Rabbits and Hayracks


On Saturday morning, Vivian and I took both of the kids down to the Farmer’s Market, braving a brisk October morning to walk among the vendors looking for “unusual” produce and other unique edibles. I think many of the vendors must have cut and run this late in the season, since most of the items for sale were available at any grocery store (and likely much cheaper). Our favorite vendors such as the bakery and root beer stands were missing, but we did get some coffee from Tap Dancers down at the corner. We eventually nabbed some tiny eggplants, peppers, and some Chinese Spinach, all of which seemed suitable for an ingredient party.

Of course, we also had to stop by the Upstream for lunch so Vivian could get the flight of beers I got for her birthday. It was too cold to eat outside, but that didn’t stop us from recreating a photo of Hannah happily watching the colorful, bubbling samples of beer in front of her. (No tasting, sweetie.)


That evening, Phil and Jen had us over for another Ingredient Party, which included a Mel Brooks movie marathon (History of the World, Young Frankenstein, and Blazing Saddles). Hannah got to see some of the fluffy bunnies downstairs that our favorite culinary couple were raising for Hasenpfeffer, and I was just sick enough to get a gruesome “before and after” picture. Phil had invited Vivian’s folks along, and they were actually the ones who brought along rabbit to have fried up for everyone. (It tasted like chicken.) A few other mutual friends were there as well, including Kristen, who got to meet Baby Aaron for the first time, Luke, Cameron and S. Jael, and Tamra, who kept Hannah occupied with the many stuffed toys she brought with her.

The food was all good, of course, though at the end I got to have a taste of masochism by tasting some Seven Pot Pepper spice. It’s not quite unlike setting your tongue on fire, though after ten minutes or so of sheer agony, it went away without so much as a tingle left behind (and took the burn from the jerk chicken with it, strangely enough.)


On Sunday afternoon, we headed down to the Hall’s place along with the rest of Twin Valley Church for a Hayrack Ride and Potluck dinner. After chasing Shawn’s new cat for a few minutes, a quick trip on the swings and a hop on the trampoline, everyone climbed onto the hayracks for a quick trip through in the country. It was a lovely, brisk fall day, with plenty of horses roaming the countryside for us to yell at as we passed. There were a few showers rolling through the area, which made some some gorgeous pictures once the sun started to set. It started to sprinkle just as we returned to the ranch, so we had to grab our chili and duck in and out of the shed as the rain passed.

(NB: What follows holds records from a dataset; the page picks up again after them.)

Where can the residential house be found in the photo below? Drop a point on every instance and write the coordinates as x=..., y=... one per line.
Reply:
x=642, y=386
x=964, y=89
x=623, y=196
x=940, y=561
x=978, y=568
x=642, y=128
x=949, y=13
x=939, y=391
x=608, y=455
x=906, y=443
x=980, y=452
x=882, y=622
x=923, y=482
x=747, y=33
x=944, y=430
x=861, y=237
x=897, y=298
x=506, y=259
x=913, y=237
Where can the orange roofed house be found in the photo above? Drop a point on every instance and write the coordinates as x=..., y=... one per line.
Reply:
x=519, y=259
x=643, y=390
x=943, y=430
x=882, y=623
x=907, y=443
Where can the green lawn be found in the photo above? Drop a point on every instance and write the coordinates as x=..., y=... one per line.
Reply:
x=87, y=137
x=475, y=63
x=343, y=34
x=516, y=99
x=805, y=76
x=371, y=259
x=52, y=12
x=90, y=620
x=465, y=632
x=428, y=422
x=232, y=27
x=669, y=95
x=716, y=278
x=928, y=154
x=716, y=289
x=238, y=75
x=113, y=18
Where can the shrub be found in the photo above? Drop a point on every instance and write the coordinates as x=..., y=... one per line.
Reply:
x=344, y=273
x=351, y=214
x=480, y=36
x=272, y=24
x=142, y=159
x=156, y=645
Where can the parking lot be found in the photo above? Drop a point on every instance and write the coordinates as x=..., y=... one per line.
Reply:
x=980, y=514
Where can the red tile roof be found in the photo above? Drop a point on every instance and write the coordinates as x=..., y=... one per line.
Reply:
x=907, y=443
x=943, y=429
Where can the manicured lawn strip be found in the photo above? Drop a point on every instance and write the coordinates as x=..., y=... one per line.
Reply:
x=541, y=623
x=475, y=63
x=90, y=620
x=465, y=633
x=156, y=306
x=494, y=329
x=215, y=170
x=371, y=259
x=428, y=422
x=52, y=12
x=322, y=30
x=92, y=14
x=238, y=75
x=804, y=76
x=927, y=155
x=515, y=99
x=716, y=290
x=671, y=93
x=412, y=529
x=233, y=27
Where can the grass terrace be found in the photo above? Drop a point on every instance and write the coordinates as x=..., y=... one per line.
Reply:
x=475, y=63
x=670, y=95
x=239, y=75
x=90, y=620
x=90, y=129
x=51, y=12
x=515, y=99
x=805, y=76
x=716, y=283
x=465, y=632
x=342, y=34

We had a roaring fire that was useful for roasting both weenies and marshmallows, and then we showed the kids gathered around how to tell a “progressive” story around the campfire. The median age of our group of storytellers was about six, so we naturally got opening lines such as “It was a dark and poopy night.” The younger they are, the easier it is to crack them up. Meanwhile, the grown-ups played a marshmallow-stuffing game of “Chubby Bunny,” which I would have gotten a picture of if I hadn’t been engaged in such riveting storytelling (and snapping pictures of the mortal combat happening on the trampoline) before heading home.